The most important thing here is to understand the different offerings. There is definitely a common denominator along all the offerings which is to classify the VMs by tasks. So depending on what the server is going to host, which machine you’ll choose. The offering is similar across providers, but not the same. There might not be a clear winner. Even hosting something as standard as a database can have different behaviors. It could do an intensive use of memory, storage, or both. In general the best is to choose something that makes sense, and then measure its load and response times. Measuring what you effectively use is a big part of using VMs. Even changing VMs types and sizes is something you need to consider not only to cope with demand, but also to make best use of your monthly payments. And that can happen within a provider or even across providers.
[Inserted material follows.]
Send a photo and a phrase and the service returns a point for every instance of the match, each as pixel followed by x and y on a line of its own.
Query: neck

Another thing to flag when using VMs from providers is what invoicing model they use, what limits or cap you impose and the impact on performance. Some machines have a flat price (that’s the normal pricing model on Digital Ocean and Linode entry level machines), and some have burstable capacity (like entry level t2 AWS EC2 machines or Azure B-Series). This burstable capacity could come with a cap (which is important if you want to keep monthly cost within a range) or you can let them burst. If you let them burst and the duration of the bursts is considerable, the end cost of the instance is going to be higher than what you anticipated (and higher could be an understatement for huge). If you cap the performance, you can have situations when your machine is not having the response time you would like. There are different answers to this, but the first stop is measuring and having alerts. In both cases you have monitoring solutions within their offering and I strongly suggest you use them. In the case of AWS it is called CloudWatch, and then you have Azure Monitor. Another solution is using flat price machines or simply choosing the right machine for the task. Having burstable capacity is a great idea, but it could come with a huge price tag.
In terms of cost and pricing, another important thing to be aware of is the “pay as you go” model versus commiting and the spot pricing op. This is something AWS (reserved & spot) & Azure (reserved & spot) provide. In the case of spot, you are getting a deal while the provider has spare capacity. The machine you want might not be available, and you might need to return the machine at a point. So it has a particular use case, things you run occasionally. But the difference in pricing could be huge. And when we talk about reserved you are committing for a long period, which reduces your flexibility but it comes with very appealing cost reductions. It all boils down to knowing your workload and being able to predict it as much as possible. Which also shows how important it is to have monitoring in place.
In terms of the IaaS I would probably stop here. The VMs will also need block devices (hard disks) and network services. But I don’t want to get into that here. Lets just say all providers will provide them in some way or another. In the following article we will cover what it’s called Platform-as-a-Service (PaaS) which include things like cloud storage, databases as a service and more.